As Saurabh Agrawal, 48, gets ready to join Tata Sons as its CFO from July, he would hardly have any breathing time. Several of the Tata group companies, particularly power and telecom, are in crisis and would need handholding to put their finances back on track. Tata insiders say though the former investment banking head of DSP Merrill Lynch has not been inducted on the Tata Sons board as yet, it would hardly matter as he has an excellent rapport with Tata Sons Chairman N Chandrasekaran.
This is the first time a Group CFO position has been created. Old Tata hand Ishaat Hussain was the finance director of the group before he retired from executive functions in 2012. Hussain, who is now a non-executive member of the Tata Sons board, steps down later this year after turning 70.
Agrawal’s hands will surely be full. Take for example, Tata Teleservices, the group’s telecom company, has reported a massive loss of Rs 4,612 crore for 2016-17 and its net worth has been wiped off by a staggering Rs 11,652 crore. If Tata were to exit this business via fire sale or shut down, the cost would still be $ 4-5 billion. And this would be in addition to the $1.2 billion paid by Tata Sons to NTT DoCoMo to buy back the latter’s shares.
Investment bankers say among his first priorities would be to sort out the telecom mess. The industry’s earnings are under an unprecedented squeeze, thanks to Reliance Jio’s inexpensive data tariff and free voice calls. To revive the company in this scenario looks difficult. It will be interesting to see how Agrawal chooses to cut the telecom losses.
The financial services business of the group also needs mentoring. The bad loans of Tata Motors Finance are reported to have touched Rs 4,000 crore as the company extended credit with lax risk assessment. Tata Capital also requires significant clean up on account of bad loans to the infrastructure sector.
These are not easy problems and will require Agrawal, a graduate from IIT Roorkee and post-graduate from IIM Calcutta, to think really out of the box. Expectations are huge. “He brings deep capital markets knowledge and valuable cross-industry experience to this critical leadership role in the Tata group,” Tata Sons Chairman N Chandrasekaran said in a statement. “His expertise will help us in driving rigour and synergy in capital allocation decisions, investment management as well as consolidation and optimisation of the group’s business portfolio.”
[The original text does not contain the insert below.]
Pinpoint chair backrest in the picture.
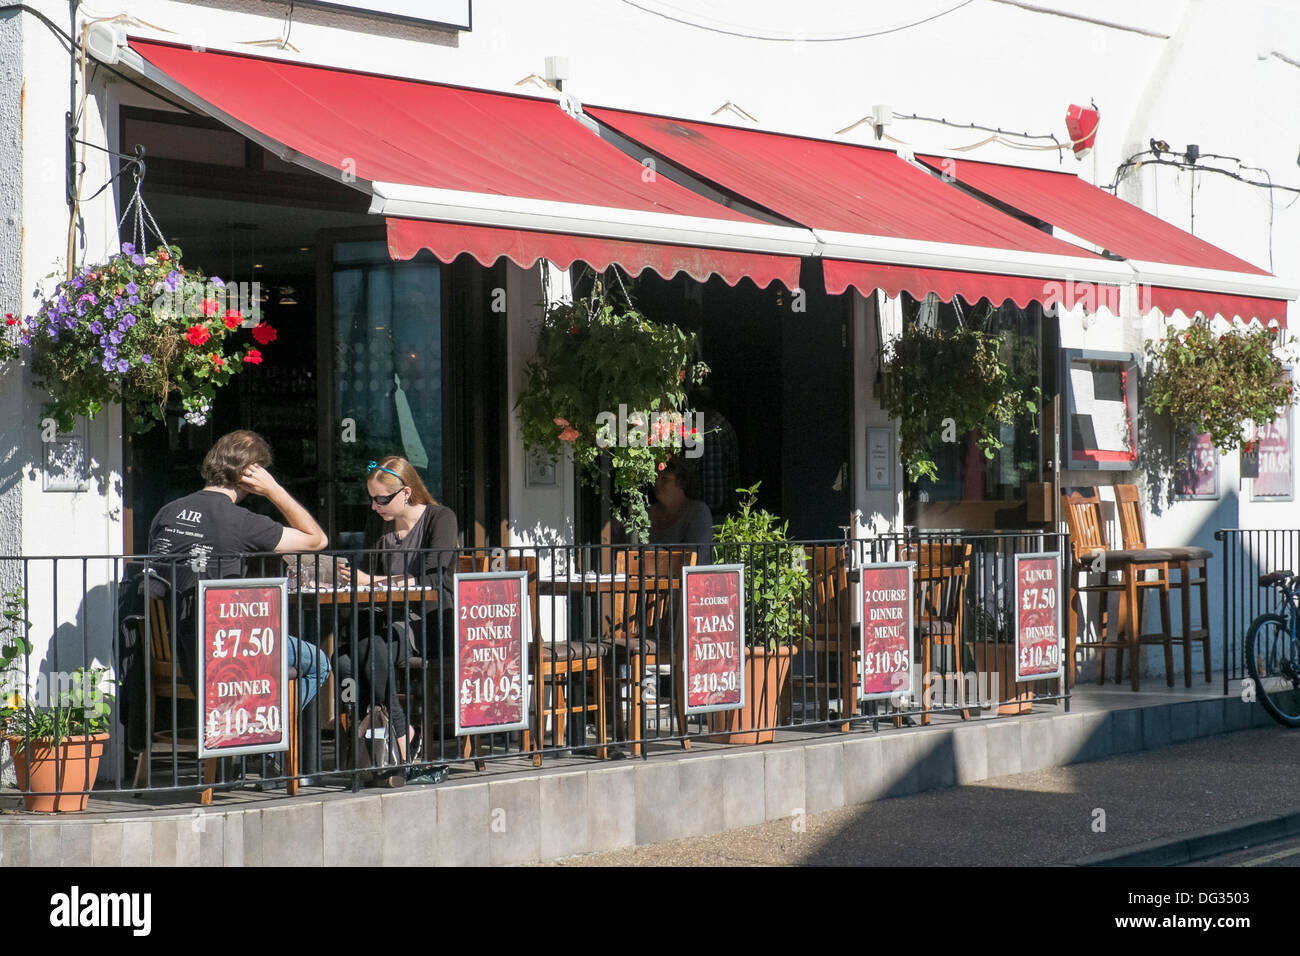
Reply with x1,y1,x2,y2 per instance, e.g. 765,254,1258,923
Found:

Starting his career in 1995, Agrawal cut his teeth in both strategy and execution, covering a wide range of industries, including telecom, where he handled the sale of Spice Telecom to Idea Cellular as a banker with DSP Merrill Lynch. Agrawal, who was heading the investment banking team, has taken many challenges and managed to strike many key transactions, says Hemendra Kothari, founder of DSP Merrill Lynch and Agrawal’s former boss.
“Both Chandra and Agrawal, at Merrill, have worked together on the TCS initial public offer and helped TCS in making acquisitions. Both are well-known to each other and put in 16 to 17 hours of work in a day. The Tata group has some known challenges and I hope Agrawal and his team will be able to meet these challenges well,” Kothari said. Agrawal will have to create a team and seek opportunities for takeover for the Tata group apart from selling assets, as and when needed, Kothari added.
Agrawal was reportedly part of the team that blew the whistle on Satyam founder Ramalinga Raju, who in 2009 had appointed DSP Merrill Lynch to find buyers for Satyam.
Agrawal has also worked as head of corporate finance unit at Standard Chartered Bank in India and South Asia. He joins Tata Sons from the Aditya Birla group where, according to insiders, his mandate of consolidating Birla group companies was coming to an end. “Agrawal helped in the mega merger of Grasim and Aditya Birla Nuvo and successfully concluded talks on the Idea-Vodafone merger that will create India’s number one mobile phone network. From here, the legal team will take over the formalities,” says a Birla insider.